Biomedical knowledge graphs (KGs) treat disease associations as static facts, but temporal information is crucial for clinical reasoning, e.g., a symptom diagnostic of one disease at age 3 may imply a different disease at age 13. Existing KGs such as PrimeKG, Hetionet, and iKraph do not encode when a finding becomes clinically relevant over the course of a disease. This limits their usefulness for longitudinal clinical reasoning and retrieval augmentation. We introduce ChronoMedKG, a temporal biomedical knowledge graph that contains 460,497 evidence-linked triples (filtered from 13M raw extractions) covering 13,431 diseases. Each association is tied to temporal components like onset window or progression stage, which are backed by PMID-traceable evidence and a multi-signal credibility score. The graph is constructed through a disease-autonomous multi-agent pipeline in which multiple frontier LLMs independently extract knowledge from PubMed and PMC literature. Only those relations are kept that are supported by multi-model consensus, survive credibility filtering, as well as ontology alignment. ChronoMedKG scored 92.7% agreement against Orphadata and adds temporal grounding for 6,250 diseases absent from HPOA, Orphadata, and Phenopackets, including 1,657 Orphanet-coded rare diseases. We further introduce ChronoTQA, a benchmark of 3,341 questions across eight task types (six temporal plus two static controls), with a 12-question supplementary probe. Frontier LLMs lose roughly 30 points moving from static to temporal questions; ChronoMedKG retrieval rescues 47-65% of their long-tail failures, against 17-29% for HPOA-RAG. As such, ChronoMedKG provides a crucial temporal axis for retrieval-augmented clinical systems that was previously absent.

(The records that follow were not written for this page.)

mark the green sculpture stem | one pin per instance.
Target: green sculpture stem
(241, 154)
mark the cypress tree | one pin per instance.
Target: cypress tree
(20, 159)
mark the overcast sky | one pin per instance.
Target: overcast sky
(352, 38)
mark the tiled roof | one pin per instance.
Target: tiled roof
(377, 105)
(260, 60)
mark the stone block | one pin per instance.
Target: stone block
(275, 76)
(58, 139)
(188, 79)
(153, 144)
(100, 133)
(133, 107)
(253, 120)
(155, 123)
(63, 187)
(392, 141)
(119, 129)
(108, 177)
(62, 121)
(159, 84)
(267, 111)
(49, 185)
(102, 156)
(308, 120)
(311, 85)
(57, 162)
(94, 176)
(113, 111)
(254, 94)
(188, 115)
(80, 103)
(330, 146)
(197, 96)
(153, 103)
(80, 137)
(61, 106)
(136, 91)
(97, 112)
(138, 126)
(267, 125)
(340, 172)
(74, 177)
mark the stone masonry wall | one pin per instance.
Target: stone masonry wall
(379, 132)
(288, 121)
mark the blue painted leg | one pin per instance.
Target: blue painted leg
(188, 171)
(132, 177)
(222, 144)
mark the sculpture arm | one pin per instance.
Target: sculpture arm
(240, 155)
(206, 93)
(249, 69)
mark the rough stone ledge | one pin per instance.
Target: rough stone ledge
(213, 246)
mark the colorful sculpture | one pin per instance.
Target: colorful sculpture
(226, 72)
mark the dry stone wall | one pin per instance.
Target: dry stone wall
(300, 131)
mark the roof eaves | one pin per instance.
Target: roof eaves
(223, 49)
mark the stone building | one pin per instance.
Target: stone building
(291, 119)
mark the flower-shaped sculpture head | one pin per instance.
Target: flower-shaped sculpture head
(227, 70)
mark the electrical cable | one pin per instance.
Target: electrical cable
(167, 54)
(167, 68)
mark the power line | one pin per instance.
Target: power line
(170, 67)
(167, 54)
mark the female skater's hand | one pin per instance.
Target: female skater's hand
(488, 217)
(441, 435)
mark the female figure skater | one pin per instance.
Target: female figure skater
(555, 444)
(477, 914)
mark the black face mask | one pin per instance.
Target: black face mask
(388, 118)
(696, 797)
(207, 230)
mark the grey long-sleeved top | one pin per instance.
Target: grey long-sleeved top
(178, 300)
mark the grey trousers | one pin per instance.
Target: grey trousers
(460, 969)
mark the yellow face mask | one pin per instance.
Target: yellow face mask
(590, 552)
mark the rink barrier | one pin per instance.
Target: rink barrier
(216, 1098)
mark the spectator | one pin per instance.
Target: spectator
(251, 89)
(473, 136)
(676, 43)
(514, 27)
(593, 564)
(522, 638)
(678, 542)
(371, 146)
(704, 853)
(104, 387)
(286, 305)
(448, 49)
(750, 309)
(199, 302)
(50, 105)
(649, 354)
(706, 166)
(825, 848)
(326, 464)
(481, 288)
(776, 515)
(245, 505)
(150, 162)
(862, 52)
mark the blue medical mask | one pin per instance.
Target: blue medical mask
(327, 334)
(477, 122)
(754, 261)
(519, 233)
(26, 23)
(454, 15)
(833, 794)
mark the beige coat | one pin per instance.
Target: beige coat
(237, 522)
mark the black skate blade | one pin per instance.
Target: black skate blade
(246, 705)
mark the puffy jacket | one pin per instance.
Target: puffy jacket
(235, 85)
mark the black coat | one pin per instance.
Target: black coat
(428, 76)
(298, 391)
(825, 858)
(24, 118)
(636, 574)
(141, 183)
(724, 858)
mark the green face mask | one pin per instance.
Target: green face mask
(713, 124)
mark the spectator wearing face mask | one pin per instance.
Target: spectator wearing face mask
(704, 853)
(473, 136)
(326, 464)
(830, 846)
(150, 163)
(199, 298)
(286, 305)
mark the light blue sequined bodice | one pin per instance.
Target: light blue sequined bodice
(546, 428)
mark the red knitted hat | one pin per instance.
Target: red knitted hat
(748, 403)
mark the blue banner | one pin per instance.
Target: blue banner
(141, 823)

翻译：生物医学知识图谱将疾病关联视为静态事实，但时间信息对临床推理至关重要，例如，3岁时某种症状可诊断的疾病，到13岁时可能意味着另一种疾病。现有知识图谱（如PrimeKG、Hetionet和iKraph）未能编码发现结果在疾病进程中何时具有临床相关性，这限制了它们在纵向临床推理和检索增强中的效用。我们提出ChronoMedKG——一个包含460,497个具有证据链接的三元组（从1300万个原始提取结果中筛选）的时间约束生物医学知识图谱，涵盖13,431种疾病。每个关联都绑定时间组件（如发病窗口或进展阶段），这些组件具有PubMed ID可溯源证据和多方信号可信度评分。该图谱通过疾病自主多智能体流程构建，多个前沿大语言模型独立地从PubMed和PMC文献中提取知识，仅保留那些获得多模型共识、通过可信度筛选及本体对齐的关系。ChronoMedKG与Orphadata的一致性达到92.7%，并为HPOA、Orphadata和Phenopackets中缺失的6,250种疾病（包括1,657种Orphanet编码的罕见病）添加了时间约束。我们进一步提出ChronoTQA基准，包含3,341个问题，涵盖八种任务类型（六种时间任务加两种静态对照），并设有12个补充测试题。前沿大语言模型在处理时间问题时性能下降约30分；ChronoMedKG检索可挽救其47-65%的长尾失败，而HPOA-RAG仅挽救17-29%。因此，ChronoMedKG为先前缺失时间维度的检索增强临床系统提供了关键的时间轴。